The Yemeni people are paying a horrific price for a war which has no end in sight. The Saudi intervention in Yemen has many similarities to the Russian invasion of Ukraine. According to former US official and foreign policy expert Bruce Riedel, the Saudis like the Russians greatly underestimated their opponents.
The Saudi mission was initially code-named Operation Decisive Storm; it has proven to be anything but decisive. Its architect, Crown Prince Mohammed bin Salman, told Central Intelligence Agency Director John Brennan in 2015 that the Houthis would be toppled “in a matter of a few weeks”. Mr Brennan has since noted in his memoirs that he wondered what Mr Salman “was smoking.”

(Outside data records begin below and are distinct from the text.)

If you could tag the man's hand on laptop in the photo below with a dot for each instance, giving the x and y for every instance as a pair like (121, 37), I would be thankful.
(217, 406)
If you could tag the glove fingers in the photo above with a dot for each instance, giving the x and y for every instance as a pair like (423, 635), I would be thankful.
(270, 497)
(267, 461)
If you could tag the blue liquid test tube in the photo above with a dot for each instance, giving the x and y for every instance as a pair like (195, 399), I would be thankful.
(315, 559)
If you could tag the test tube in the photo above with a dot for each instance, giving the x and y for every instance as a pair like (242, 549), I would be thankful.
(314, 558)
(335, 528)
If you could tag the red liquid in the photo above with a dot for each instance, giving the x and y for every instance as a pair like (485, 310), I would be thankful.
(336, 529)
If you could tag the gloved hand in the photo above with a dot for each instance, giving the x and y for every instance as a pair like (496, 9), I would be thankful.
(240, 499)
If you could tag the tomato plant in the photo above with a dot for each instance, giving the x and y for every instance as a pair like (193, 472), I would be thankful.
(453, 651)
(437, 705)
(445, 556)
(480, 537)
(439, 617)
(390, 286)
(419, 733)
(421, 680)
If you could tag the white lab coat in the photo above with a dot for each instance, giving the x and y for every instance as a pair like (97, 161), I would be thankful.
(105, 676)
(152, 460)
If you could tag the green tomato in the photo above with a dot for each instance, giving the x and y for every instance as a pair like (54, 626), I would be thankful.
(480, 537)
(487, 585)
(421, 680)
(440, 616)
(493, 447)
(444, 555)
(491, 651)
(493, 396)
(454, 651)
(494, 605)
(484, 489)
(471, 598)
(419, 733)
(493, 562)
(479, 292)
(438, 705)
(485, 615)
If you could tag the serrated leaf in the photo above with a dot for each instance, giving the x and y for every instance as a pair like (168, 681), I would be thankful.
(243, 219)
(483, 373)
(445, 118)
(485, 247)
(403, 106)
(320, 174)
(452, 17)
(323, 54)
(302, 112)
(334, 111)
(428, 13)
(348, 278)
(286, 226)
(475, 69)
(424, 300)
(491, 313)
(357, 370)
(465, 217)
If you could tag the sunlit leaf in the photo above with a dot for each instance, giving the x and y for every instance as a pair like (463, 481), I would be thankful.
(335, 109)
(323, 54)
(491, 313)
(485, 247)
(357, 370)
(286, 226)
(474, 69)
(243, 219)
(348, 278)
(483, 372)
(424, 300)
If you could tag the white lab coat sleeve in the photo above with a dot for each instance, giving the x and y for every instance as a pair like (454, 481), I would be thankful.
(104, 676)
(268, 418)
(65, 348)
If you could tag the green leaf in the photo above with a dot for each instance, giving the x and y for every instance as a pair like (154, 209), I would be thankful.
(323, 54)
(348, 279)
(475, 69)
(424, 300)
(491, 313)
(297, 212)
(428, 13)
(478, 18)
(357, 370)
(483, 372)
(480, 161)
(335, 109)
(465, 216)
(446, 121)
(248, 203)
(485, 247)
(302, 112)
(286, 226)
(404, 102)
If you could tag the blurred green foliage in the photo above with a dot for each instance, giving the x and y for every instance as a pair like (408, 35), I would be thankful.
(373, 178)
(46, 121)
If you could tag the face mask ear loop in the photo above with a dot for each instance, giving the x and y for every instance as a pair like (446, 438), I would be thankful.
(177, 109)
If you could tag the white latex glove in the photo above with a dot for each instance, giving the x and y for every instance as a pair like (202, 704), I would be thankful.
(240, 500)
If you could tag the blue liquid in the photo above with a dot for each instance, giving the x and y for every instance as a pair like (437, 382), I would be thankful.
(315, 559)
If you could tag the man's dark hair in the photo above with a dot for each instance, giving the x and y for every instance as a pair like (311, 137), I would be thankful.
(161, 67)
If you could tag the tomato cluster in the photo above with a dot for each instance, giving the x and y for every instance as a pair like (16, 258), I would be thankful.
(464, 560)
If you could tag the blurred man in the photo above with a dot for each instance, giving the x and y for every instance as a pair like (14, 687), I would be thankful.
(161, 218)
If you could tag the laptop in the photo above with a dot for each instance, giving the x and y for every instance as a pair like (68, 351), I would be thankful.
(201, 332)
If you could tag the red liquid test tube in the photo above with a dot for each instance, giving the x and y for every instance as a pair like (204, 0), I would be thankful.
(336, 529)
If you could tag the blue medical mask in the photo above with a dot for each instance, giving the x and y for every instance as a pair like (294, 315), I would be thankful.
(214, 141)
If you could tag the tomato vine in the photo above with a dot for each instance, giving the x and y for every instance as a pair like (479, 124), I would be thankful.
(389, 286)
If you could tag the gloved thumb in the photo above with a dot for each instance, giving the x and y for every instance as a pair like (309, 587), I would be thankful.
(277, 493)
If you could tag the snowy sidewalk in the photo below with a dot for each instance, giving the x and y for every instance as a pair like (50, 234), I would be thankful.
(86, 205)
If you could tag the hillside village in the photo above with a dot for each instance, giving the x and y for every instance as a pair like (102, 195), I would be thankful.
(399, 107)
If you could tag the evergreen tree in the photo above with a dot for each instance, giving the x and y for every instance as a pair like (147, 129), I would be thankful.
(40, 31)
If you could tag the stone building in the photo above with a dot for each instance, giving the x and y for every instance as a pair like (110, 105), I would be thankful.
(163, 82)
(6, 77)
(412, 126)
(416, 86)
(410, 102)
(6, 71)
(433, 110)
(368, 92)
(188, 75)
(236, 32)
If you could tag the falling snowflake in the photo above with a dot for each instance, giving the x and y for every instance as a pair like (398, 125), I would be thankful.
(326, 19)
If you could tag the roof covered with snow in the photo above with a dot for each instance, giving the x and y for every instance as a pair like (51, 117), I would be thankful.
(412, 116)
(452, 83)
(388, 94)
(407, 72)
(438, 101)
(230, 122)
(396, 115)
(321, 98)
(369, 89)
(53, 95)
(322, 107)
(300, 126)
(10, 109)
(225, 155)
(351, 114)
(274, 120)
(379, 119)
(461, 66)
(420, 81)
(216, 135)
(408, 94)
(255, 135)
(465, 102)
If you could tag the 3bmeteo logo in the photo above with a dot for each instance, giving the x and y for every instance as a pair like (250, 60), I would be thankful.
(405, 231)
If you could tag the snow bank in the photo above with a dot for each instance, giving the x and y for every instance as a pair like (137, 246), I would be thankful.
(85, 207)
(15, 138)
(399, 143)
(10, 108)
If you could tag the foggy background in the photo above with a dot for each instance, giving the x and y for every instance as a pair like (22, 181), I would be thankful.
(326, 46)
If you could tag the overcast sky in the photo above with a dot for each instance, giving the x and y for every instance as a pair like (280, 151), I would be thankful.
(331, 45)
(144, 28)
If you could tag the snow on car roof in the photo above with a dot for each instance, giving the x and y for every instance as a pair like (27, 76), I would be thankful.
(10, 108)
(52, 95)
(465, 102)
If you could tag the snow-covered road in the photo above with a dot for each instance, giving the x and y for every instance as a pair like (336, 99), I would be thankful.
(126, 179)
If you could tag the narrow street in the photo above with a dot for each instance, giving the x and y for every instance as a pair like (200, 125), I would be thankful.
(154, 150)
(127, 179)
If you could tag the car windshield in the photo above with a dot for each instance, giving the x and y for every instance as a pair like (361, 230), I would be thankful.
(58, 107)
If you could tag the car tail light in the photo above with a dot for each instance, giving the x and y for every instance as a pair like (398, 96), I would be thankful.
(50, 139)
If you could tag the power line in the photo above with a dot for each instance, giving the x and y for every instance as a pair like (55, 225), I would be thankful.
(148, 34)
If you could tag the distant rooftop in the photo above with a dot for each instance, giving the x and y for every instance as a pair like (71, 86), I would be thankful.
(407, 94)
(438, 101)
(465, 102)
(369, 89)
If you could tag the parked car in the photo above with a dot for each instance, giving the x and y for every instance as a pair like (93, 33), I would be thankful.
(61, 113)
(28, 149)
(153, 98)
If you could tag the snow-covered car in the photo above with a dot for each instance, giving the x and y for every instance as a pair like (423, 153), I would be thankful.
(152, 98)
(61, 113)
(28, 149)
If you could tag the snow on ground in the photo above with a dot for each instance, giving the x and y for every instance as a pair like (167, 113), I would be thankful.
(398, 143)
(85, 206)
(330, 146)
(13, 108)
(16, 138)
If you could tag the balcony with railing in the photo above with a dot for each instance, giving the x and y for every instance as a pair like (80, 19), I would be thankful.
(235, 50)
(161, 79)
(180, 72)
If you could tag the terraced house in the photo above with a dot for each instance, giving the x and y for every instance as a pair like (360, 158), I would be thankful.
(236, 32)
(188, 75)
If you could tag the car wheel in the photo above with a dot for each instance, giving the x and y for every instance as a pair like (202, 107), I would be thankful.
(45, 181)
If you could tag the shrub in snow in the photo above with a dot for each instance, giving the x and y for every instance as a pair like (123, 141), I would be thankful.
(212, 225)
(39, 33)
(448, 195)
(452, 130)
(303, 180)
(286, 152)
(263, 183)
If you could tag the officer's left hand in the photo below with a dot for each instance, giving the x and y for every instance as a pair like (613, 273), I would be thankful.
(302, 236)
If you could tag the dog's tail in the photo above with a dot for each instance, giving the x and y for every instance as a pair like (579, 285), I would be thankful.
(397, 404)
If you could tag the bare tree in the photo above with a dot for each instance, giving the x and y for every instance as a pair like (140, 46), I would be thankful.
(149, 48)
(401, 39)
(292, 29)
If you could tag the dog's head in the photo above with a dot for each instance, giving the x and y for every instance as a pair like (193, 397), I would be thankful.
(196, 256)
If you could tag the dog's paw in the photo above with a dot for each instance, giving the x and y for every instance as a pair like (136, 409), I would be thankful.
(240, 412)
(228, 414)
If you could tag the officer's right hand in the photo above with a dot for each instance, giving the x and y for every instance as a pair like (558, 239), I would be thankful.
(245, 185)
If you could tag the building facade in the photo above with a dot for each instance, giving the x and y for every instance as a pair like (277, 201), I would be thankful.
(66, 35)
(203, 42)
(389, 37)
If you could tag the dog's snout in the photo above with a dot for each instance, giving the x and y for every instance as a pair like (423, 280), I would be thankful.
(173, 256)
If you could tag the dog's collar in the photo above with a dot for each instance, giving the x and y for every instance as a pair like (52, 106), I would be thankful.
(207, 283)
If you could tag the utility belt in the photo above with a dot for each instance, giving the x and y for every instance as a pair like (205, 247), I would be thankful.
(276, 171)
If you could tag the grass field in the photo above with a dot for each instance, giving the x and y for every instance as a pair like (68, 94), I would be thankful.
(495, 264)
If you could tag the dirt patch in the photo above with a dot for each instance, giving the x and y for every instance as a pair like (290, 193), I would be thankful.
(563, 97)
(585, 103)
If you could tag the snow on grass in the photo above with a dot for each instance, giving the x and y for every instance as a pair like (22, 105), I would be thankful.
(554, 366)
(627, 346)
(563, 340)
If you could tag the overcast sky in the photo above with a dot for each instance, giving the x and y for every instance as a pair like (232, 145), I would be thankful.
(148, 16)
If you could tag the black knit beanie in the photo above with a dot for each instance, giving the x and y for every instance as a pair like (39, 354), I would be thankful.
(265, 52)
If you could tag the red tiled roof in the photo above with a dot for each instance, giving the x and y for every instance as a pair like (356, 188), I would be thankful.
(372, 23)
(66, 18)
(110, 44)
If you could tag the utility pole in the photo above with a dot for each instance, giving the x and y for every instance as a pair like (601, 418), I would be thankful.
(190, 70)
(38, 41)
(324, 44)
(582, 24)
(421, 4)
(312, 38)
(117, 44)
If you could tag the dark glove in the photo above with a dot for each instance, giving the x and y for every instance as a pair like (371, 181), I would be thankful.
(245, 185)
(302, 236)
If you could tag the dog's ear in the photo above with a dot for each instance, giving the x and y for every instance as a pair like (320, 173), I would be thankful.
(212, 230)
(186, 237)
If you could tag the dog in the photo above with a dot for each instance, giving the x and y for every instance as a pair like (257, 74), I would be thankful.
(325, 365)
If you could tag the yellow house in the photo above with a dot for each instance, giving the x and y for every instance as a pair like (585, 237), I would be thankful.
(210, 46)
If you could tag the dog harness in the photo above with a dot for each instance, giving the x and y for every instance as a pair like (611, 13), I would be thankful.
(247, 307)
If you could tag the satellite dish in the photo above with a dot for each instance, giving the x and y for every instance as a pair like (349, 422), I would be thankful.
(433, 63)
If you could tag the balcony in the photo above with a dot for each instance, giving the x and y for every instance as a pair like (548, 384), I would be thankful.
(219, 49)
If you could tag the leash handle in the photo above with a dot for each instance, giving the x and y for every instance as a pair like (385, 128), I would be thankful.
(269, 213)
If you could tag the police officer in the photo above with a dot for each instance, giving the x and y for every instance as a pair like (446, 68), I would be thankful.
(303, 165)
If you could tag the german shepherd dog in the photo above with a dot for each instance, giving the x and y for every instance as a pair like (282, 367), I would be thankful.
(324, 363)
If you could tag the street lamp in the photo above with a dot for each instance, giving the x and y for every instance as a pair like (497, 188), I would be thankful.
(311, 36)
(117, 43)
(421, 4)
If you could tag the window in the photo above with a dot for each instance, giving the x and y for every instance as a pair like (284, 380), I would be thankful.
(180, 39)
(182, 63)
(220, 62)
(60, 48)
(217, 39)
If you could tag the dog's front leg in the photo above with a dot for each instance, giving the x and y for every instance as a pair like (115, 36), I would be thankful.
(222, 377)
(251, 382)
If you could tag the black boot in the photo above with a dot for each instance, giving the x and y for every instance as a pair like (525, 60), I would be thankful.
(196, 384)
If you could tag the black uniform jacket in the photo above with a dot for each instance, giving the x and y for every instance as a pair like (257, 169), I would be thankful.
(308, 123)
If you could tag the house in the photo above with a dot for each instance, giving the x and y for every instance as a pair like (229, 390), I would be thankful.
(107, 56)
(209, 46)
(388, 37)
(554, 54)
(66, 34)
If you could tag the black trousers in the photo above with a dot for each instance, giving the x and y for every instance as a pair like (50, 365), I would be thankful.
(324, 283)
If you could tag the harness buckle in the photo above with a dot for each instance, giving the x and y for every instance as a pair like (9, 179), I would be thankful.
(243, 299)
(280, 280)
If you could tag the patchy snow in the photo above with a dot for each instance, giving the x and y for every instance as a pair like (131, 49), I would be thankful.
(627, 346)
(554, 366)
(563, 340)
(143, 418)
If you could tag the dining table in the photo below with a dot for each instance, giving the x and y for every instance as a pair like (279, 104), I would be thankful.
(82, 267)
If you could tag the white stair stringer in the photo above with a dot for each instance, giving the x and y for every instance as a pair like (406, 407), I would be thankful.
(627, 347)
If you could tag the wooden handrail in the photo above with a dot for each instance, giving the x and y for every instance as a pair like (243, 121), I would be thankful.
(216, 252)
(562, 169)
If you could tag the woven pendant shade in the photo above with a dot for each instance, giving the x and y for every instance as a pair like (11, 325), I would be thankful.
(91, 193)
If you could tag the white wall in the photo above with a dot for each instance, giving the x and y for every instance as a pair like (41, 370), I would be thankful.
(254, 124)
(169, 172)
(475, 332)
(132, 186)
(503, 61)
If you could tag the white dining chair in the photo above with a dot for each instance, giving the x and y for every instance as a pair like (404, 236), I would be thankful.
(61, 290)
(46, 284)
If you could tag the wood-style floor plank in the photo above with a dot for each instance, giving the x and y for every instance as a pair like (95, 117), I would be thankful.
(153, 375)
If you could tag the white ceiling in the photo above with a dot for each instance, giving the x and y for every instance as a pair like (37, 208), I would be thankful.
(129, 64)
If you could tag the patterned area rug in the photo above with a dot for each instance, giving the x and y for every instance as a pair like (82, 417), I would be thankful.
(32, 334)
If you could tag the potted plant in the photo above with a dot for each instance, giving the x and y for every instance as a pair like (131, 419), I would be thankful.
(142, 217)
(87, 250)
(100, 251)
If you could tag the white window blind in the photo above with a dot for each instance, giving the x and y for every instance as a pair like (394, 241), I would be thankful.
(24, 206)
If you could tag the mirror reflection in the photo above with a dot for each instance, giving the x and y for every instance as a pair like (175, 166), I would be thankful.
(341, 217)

Riedel points out that Saudi ground forces never even got close to Sana’a and seemed to assume the rebels could be defeated with air power, a strategy which they got spectacularly wrong. The impact on the Yemeni population caught between the Saudi forces and Houthi rebels has been devastating. Ordinary Yemenis have no place of refuge in the region to flee to from the incessant violence. Experts peg the number of internally displaced persons in Yemen at close to four million.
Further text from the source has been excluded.